Involuntary Musical Imagery is a phenomenon that allows music to occupy our minds even after it is no longer being heard. While we may be more familiar with the terms “earworm” or “sticky-music,” we can all probably remember a time when we experienced Involuntary Musical Imagery. It may not have been music we wanted to embed itself within us. There are adults all over the world right now who will shudder simply at the mention of the words, "Baby Shark." This sticky music can be extremely annoying—the kind of music we wish we could turn off—and yet, it was there, lodged in our brain. Sometimes we choose the song and sometimes the song seems to choose us. In his book Musicophilia: Tales of Music and the Brain, neurologist Dr. Oliver Sacks details the very real connection between music and our brains. Sacks points out that brain scans of patients who are audibly listening to a song are identical to the brain scans of the same patients who are only remembering the song—playing it in their head, so to speak. Did you catch that? Whether we are listening to our favorite song or simply replaying it in our minds, the auditory cortex—the part of the brain that processes most of the sounds we hear—lights up. That kind of information begs for an experiment, don’t you think? It is the Christmas season, after all—the most musical time of the year. From overplayed and annoying holiday earworms, that may or may not be sung by Mariah Carey, to timeless and treasured Christmas songs, that may or may not be sung by Mariah Carey, this is a season when we are overwhelmed with music.

So what music is overwhelming you right now?

What song is buried so deep inside your bones that you don’t even have to hear it? Bring one to mind. Think of your favorite Christmas song. Don’t sing it. Just bring the song to the front of your mind. Now, I’m going to ask you to spend a few moments in silence singing your favorite Christmas song in your head. Don’t move your lips or use your voice in any way—not even to hum. You are only going to sing within.

Have you chosen your song? Okay, start singing.

And stop.

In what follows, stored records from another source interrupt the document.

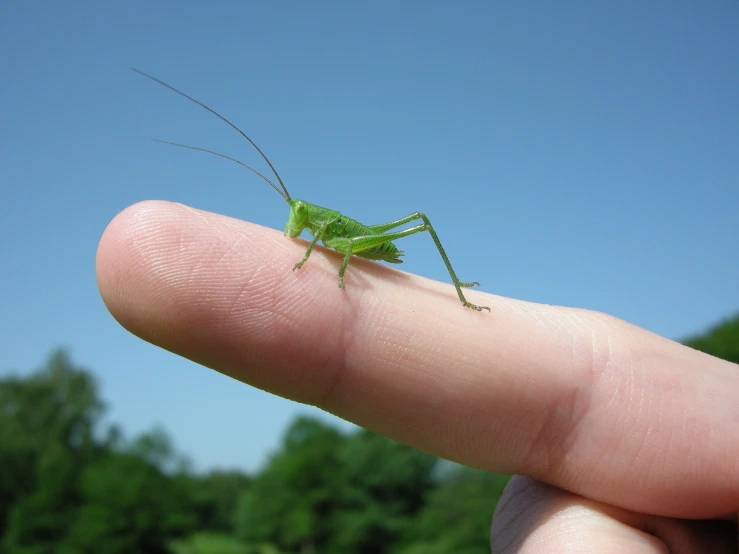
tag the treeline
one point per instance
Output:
(70, 486)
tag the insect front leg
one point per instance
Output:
(344, 246)
(313, 242)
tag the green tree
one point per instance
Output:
(128, 506)
(287, 504)
(214, 498)
(457, 515)
(382, 487)
(47, 424)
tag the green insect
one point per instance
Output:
(345, 235)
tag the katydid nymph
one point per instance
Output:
(345, 235)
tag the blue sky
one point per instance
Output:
(575, 153)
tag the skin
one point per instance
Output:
(626, 439)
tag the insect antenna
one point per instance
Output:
(250, 168)
(286, 194)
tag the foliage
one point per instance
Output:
(721, 340)
(69, 487)
(218, 543)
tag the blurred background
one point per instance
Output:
(574, 153)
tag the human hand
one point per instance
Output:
(635, 435)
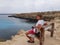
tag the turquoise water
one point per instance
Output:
(10, 26)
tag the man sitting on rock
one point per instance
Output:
(36, 30)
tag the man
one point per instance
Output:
(36, 30)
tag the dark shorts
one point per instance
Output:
(37, 34)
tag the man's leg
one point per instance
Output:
(30, 38)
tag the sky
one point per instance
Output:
(24, 6)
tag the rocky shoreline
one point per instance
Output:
(21, 39)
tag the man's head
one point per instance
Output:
(39, 16)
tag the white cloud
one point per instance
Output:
(18, 6)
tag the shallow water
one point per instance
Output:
(10, 26)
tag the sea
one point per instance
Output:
(9, 26)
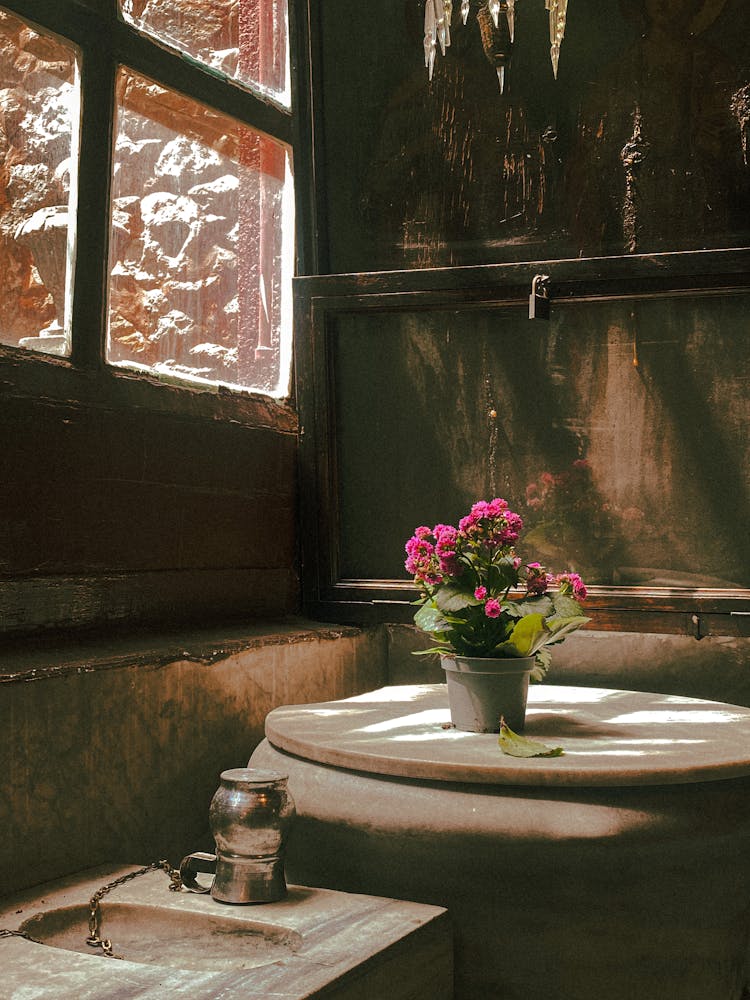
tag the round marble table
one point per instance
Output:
(619, 869)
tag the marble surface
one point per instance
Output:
(609, 738)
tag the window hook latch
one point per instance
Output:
(539, 300)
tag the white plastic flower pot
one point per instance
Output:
(481, 691)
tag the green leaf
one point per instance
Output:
(561, 627)
(527, 636)
(534, 605)
(519, 746)
(430, 619)
(452, 597)
(565, 606)
(541, 665)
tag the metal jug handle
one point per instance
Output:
(197, 862)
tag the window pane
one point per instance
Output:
(246, 40)
(39, 101)
(202, 243)
(618, 430)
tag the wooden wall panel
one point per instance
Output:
(116, 512)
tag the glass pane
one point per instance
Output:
(639, 145)
(202, 246)
(245, 40)
(39, 165)
(619, 432)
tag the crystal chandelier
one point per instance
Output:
(437, 28)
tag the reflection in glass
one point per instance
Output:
(639, 145)
(618, 431)
(245, 40)
(38, 172)
(202, 243)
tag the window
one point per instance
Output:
(185, 193)
(41, 99)
(617, 427)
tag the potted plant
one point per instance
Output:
(493, 617)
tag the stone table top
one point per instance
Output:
(609, 737)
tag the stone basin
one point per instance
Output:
(178, 940)
(175, 945)
(620, 869)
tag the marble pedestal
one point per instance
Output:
(617, 870)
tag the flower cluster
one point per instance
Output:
(479, 598)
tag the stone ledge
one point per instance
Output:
(33, 659)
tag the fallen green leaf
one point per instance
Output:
(519, 746)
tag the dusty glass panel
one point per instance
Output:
(619, 431)
(202, 243)
(245, 40)
(39, 98)
(639, 145)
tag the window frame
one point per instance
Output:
(106, 42)
(327, 595)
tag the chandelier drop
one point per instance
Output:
(437, 28)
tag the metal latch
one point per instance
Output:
(539, 299)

Were you able to sing and hear the song? Isn’t that fascinating? No vocal cords vibrated. No ear drums transmitted sound. No one else heard what you heard. That all took place in your mind. No headphones, no speakers, no Spotify—just you. Most of us probably take this phenomenon for granted. Earworms and Involuntary Musical Imagery are just the stuff that happens in our brains whether we want it to or not—right? We accept that music—even annoying music—has a way of getting inside of us and taking up residence. We know that songs attach to our memories—or is that our memories attach to songs? Whatever the case may be, music and memory become enmeshed and entangled within us. But lest we begin to think this is all just a mental exercise, researchers have also documented the impact music has on our bodies. In his 2018 TED talk entitled “Your Brain on Music,” neuroscientist Alan Harvey detailed how the simple act of singing together can even increase the levels of certain hormones in the bloodstream. Both oxytocin, the hormone associated with empathy, trust, and relationship building, and cortisol, the hormone that regulates our metabolism, immune response, and ability to handle stress, are increased when we sing songs together. Dr. Harvey concludes that making music together “increases our sensitivity to pain” and functions as a “social glue that clearly enhances our sense of mental well-being.” In Musicophilia, Oliver Sacks shares numerous case studies and stories revealing the medicinal power of music. Specifically, how it “can animate people with Parkinson’s disease who cannot otherwise move, give words to stroke patients who cannot otherwise speak, and calm and organize people who are deeply disoriented by Alzheimer’s or schizophrenia.”

Don’t miss that.

According to Sacks, music—our songs—hold the power to animate those who cannot otherwise move, to give words to those who cannot otherwise speak, and to calm and organize those who are deeply disoriented.

I can’t help but wonder... this why Mary sings?